Me entra el síndrome de Diógenes en este barrio y no quiero abandonarlo con las manos casi vacías, así que, en busca de setas, le hago una visita al puesto de
Bermejo Hermanos (Hermosilla, 52) en otoño, es
una experiencia sólo comparable al Petrás de la Boquería barcelonesa. Unas trompetas de la muerte, setas de cardo, níscalos y un cepillo de dientes con las que las limpiaré hasta que queden como una patena. Animado por la luz, la cerveza, la arquitectura clásica y las expectativas de placer, me acerco a
la quesería La Boulette del mercado de la Paz y arramblo con unos quesos,
no os perdáis el azul de la Auvernia francesa que está para chuparse los dedos y desinfectarlos después de la merienda; no hay quien se quite el olor. Y ya que estamos, es imprescindible en este mercado darse una vuelta por las pescaderías, con un poco de suerte podré encontrar piezas de las que ya no se ven en Madrid, porque ahora el pescado que no viene de criaderos se cuenta con los dedos de una mano, tesoros del mar.

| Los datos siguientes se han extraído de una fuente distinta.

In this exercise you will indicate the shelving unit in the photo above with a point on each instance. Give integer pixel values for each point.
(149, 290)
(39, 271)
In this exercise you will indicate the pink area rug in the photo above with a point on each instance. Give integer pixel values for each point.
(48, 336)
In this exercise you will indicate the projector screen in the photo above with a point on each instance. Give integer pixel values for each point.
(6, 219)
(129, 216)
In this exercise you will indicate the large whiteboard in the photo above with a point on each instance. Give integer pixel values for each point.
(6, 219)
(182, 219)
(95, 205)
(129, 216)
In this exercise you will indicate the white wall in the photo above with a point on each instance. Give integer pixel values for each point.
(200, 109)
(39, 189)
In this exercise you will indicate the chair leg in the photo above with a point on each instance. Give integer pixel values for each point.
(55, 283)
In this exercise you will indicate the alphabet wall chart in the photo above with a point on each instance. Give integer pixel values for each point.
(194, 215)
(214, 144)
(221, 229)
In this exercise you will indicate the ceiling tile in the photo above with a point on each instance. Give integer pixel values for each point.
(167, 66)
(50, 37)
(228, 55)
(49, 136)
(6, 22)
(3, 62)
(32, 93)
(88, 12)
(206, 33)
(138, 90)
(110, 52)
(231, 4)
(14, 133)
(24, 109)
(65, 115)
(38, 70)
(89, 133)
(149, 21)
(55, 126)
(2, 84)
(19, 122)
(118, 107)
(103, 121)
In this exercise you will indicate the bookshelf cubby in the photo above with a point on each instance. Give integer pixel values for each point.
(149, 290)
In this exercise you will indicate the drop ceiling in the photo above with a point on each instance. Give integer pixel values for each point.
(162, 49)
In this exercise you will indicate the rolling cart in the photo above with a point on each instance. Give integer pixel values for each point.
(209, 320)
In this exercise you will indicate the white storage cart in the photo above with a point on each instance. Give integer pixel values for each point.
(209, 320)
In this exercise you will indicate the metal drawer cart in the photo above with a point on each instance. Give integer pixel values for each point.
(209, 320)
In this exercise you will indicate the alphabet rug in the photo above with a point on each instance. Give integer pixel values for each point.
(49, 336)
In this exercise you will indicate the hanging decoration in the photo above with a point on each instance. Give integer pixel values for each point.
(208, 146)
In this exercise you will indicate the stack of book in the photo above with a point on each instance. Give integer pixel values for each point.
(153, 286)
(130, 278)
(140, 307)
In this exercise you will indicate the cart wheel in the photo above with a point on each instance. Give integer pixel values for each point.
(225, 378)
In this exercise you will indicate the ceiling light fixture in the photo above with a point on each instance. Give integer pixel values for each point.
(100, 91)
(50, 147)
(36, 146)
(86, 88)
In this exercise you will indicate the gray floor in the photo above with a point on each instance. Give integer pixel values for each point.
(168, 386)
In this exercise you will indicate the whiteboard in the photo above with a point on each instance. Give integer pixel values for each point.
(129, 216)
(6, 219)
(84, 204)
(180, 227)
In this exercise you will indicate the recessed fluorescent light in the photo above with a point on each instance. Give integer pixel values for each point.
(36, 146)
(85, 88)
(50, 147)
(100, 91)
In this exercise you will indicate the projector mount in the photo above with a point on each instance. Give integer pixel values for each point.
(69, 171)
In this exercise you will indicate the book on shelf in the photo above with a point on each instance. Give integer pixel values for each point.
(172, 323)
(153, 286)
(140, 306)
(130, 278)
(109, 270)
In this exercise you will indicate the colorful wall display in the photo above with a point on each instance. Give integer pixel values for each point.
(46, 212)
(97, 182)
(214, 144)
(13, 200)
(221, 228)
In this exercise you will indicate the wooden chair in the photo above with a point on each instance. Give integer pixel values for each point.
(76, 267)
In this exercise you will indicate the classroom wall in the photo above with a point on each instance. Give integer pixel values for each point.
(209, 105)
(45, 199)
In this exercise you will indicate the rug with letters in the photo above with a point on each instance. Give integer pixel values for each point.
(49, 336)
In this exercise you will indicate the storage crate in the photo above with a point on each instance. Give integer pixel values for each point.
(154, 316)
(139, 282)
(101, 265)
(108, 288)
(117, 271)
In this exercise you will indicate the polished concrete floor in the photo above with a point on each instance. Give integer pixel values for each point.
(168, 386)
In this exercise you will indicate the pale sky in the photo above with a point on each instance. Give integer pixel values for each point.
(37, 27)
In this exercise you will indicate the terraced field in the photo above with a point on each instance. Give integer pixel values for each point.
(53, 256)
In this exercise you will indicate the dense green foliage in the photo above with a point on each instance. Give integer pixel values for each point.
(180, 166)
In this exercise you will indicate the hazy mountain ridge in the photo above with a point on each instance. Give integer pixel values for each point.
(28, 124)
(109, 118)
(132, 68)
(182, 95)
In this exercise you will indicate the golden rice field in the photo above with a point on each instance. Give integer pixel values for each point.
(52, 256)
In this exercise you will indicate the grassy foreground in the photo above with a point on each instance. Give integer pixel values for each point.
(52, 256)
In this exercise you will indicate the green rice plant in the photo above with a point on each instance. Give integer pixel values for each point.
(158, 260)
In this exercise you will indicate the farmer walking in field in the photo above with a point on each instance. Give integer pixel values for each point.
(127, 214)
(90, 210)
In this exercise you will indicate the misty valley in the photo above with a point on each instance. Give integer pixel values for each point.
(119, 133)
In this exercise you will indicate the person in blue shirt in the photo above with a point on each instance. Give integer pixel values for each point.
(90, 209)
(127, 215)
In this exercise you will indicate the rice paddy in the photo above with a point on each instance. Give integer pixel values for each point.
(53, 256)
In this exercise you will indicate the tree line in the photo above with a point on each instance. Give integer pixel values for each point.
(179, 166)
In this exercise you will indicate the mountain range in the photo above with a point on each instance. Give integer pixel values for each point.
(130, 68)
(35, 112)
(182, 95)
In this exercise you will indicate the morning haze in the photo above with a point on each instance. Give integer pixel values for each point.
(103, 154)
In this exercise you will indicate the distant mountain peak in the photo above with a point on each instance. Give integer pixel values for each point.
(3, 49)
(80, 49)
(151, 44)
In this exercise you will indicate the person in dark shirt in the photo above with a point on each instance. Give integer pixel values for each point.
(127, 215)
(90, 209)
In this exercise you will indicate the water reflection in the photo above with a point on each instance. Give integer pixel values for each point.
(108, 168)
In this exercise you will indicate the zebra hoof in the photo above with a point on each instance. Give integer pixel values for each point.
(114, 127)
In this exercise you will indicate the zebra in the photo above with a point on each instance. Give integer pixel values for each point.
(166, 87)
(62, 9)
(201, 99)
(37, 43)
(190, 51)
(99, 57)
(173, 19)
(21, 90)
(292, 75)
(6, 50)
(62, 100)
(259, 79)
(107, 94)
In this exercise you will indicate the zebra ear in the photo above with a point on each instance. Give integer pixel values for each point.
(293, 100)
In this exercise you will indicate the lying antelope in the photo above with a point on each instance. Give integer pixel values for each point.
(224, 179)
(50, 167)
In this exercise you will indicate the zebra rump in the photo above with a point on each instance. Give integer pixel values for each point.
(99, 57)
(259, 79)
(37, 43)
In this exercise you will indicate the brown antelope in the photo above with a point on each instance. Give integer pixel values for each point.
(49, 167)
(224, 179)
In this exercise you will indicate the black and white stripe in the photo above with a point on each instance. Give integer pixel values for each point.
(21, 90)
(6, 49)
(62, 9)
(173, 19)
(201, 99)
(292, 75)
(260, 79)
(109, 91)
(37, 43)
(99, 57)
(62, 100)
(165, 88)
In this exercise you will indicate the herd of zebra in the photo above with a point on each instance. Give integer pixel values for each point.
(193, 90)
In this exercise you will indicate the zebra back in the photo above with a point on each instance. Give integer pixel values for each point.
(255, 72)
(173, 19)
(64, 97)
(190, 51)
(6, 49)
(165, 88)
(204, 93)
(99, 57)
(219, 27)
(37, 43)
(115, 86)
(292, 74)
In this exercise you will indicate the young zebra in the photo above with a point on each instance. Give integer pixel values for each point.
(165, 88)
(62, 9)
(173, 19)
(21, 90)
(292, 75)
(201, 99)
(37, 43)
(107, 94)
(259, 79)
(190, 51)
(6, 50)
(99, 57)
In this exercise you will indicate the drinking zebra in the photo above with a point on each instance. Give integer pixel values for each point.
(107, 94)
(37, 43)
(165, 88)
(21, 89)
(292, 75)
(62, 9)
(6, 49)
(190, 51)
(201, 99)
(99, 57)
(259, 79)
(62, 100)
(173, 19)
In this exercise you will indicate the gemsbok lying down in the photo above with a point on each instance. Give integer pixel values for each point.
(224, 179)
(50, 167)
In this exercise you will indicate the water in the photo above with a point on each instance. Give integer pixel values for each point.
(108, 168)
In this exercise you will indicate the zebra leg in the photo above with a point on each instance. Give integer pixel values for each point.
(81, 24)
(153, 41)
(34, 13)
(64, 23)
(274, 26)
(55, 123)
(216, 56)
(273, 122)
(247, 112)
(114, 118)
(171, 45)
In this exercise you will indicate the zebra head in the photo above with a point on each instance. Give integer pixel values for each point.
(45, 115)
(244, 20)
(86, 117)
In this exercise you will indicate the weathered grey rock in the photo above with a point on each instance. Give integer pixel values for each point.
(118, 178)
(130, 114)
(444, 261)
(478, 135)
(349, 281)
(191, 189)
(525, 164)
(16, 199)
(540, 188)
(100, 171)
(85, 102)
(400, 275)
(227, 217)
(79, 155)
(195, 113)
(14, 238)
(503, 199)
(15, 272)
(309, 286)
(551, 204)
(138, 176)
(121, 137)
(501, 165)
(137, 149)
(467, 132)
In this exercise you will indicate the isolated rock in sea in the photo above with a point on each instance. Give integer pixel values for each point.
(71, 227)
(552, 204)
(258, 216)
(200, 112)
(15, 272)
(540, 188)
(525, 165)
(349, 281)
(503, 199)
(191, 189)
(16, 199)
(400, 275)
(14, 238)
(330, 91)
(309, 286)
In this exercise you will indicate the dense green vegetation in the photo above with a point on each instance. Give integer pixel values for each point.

Unos minutos antes de afrontar la realidad, unos metros antes de que la contaminación y los pitidos le ganen la batalla a la belleza, no está demás echarle un vistazo a
Frutas Vázquez (Ayala, 11), en la que dicen que compra la familia real. Hay un arco iris de
frutas tropicales, nacionales y setas en esta tienda, que indefectiblemente acercan al viandante como la miel atrae a las abejas. Más que frutas, las frambuesas, las castañas, las manzanas o las granadas, me parecen bombones.

Y así de sopetón y sin aviso, como una puñalada trapera, diviso la Biblioteca Nacional , maldigo al tiempo que pasa demasiado rápido, admiro el maravilloso palacete que, desgraciadamente, se cae piedra a piedra enfrente y procuro guardar en mi memoria un festín de imágenes y sensaciones que trasladaré a mis sartenes tan pronto como el tren me deje en casa. El próximo, en siete minutos, tengo que darme prisa.